# Urgent help needed - shipping boxes from HK-Canada



## tanyawatkins

Hi everyone! I'm moving to Canada next week and need to ship 10-15 large boxes of personal belongings (clothes, household items, etc.) to Saskatoon, Saskatchewan BUT my shipping company just informed me they can't ship it until I show proof of Permanent Residency (PR).

I married a Canadian citizen a few months ago and am in the process for applying for my PR but I understand that can take up to 12 months. They have offered to hold my things in storage but the cost of holding it for up to a year seems ridiculous, not to mention not being able to have my things!!

What can I do? Is this requirement normal? Any advice / suggestions greatly appreciated!!

Thanks in advance.


----------



## Asian Spirit

tanyawatkins said:


> Hi everyone! I'm moving to Canada next week and need to ship 10-15 large boxes of personal belongings (clothes, household items, etc.) to Saskatoon, Saskatchewan BUT my shipping company just informed me they can't ship it until I show proof of Permanent Residency (PR).
> 
> I married a Canadian citizen a few months ago and am in the process for applying for my PR but I understand that can take up to 12 months. They have offered to hold my things in storage but the cost of holding it for up to a year seems ridiculous, not to mention not being able to have my things!!
> 
> What can I do? Is this requirement normal?
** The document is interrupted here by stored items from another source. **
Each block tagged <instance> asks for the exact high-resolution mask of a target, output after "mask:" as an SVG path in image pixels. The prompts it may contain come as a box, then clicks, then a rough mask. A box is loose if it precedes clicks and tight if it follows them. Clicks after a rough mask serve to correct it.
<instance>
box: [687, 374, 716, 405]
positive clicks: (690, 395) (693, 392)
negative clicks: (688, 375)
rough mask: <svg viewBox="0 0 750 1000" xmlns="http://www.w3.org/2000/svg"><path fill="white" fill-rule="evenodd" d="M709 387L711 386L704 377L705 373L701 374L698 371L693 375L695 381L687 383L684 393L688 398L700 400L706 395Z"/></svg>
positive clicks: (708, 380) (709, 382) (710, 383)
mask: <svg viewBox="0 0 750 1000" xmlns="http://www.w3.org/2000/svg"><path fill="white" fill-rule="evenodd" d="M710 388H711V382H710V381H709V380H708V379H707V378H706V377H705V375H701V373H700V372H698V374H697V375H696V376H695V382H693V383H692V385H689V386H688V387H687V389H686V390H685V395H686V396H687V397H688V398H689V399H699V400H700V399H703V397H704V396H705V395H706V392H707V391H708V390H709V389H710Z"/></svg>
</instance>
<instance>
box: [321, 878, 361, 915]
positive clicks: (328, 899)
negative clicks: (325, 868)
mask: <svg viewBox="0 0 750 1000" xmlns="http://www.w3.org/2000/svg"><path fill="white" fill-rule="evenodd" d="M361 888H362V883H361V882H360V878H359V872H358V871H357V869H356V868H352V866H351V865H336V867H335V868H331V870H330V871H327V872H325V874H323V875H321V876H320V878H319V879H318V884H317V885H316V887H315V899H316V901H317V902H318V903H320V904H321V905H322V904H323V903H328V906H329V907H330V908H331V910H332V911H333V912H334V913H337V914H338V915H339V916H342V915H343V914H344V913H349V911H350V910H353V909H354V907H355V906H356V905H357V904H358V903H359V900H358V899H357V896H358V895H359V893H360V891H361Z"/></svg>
Any advice / suggestions greatly appreciated!!
> 
> Thanks in advance.


First, Welcome to the site and congratulations on your marriage..

I've not been to Hong Kong but am retired in the Philippines. Sounds like a very short time to put something together although you should be able to send items with or without having a visa. Freight companies are mainly concerned with making money - not visas.

For starters, try This Search Link that will provide many shippers. I'd start at the top and call them all. Also, you might ask you new spouse in Canada for ideas from that end. A shipper that may have an office in both locations.



Best Of Luck

Jet Lag


----------



## Golo

Can't you get your husband to do it?


----------